Binders1 · 19/02/2016 12:55

It's not that I don't care or don't want to look after him or pamper him

Shame he doesn't feel that way about you! I would tell DH you need a supportive husband, not another child to look after.

Agree with Jibberjabberjooo

LBOCS2 · 19/02/2016 13:36

You are on maternity leave to look after your baby. Not to clean/tidy/start dinner/change beds. That's not why you're entitled to time off work, it's to have and look after a baby. And you're doing a fab job.

So, you spend 8, maybe 10 hours a day, on your paid-work replacement (looking after your baby). Everything else fits in around that - in the same way that it did before you had a child. And now you have a child to look after. A child you both made, a house you both live in, chores you both benefit from.
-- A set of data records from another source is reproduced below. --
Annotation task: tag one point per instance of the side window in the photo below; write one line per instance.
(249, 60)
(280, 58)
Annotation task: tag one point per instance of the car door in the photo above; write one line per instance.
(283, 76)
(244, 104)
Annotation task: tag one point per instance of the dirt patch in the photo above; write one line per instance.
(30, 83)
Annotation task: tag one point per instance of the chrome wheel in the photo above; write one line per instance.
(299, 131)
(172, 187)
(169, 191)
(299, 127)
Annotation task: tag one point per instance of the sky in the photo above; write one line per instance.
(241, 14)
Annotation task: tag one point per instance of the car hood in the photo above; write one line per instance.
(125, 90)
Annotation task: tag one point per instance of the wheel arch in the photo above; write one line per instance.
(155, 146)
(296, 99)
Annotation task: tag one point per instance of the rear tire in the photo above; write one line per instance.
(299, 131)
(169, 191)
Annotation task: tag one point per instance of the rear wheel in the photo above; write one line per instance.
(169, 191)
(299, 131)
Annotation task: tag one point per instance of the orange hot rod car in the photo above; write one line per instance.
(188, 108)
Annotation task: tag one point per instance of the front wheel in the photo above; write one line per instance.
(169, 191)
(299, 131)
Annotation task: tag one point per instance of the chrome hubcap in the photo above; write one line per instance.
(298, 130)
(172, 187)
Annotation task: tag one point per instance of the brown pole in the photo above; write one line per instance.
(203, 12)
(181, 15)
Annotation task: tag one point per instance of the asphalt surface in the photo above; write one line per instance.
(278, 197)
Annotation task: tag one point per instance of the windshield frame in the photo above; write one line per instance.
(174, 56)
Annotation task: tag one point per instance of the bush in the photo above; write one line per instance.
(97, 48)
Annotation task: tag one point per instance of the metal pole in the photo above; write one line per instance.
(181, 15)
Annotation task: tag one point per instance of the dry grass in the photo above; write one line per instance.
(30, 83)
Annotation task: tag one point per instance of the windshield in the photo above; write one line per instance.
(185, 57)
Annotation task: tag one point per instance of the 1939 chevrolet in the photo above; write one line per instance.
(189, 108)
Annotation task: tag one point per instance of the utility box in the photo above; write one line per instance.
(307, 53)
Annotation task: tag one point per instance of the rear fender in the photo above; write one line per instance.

You both have 14 hours a day, less sleeping time, to fit those extra things in - plus weekends. So divide them up. It's likely that it will be "I do this chore while you hold the baby, then you do that chore while I hold the baby, then we both sit down together exhausted on the sofa while the baby naps". That's normal. It's also perfectly reasonable for you to say "you look after the baby while I sleep" - as he's getting 8 hours and you're getting 4. You're entitled to sleep too. But if you're not busting a gut getting things done during the day, you can also lay both of you down on your bed and feed the baby and nap at the same time, without the guilt because all those things you're feeling guilty about are not your job.

Good luck. And get a cleaner if you can afford it, bollocks to him and his views about giving you extra things to do.

Oldraver · 19/02/2016 19:24

He's 5months. I don't think the crying is reflux just teething/boredom/clingy.

Why do you think a 5 month old baby is crying because he is bored or clingy ?

The poor little mite is crying because he is in pain.

JapaneseSlipper · 19/02/2016 23:52

"It's not that I don't care or don't want to look after him or pamper him"

Like previous posters I find this a bit off. You shouldn't be making excuses for not "pampering" a grown man, especially when you yourself are a new mother.

Take a look at Handy.com to get you started with a cleaner. It is hard fiddling around on the phone trying to find one.

I know it's really, really hard with an exclusively breastfed baby to feel you can leave them for any amount of time. But start looking at the routine and thinking about what the longest period is that he goes without a feed. And then make your husband look after the baby for that time. He absolutely needs to find out for himself what it is like.

There are so many threads on here with the same advice. Your husband is wrong, wrong, wrong.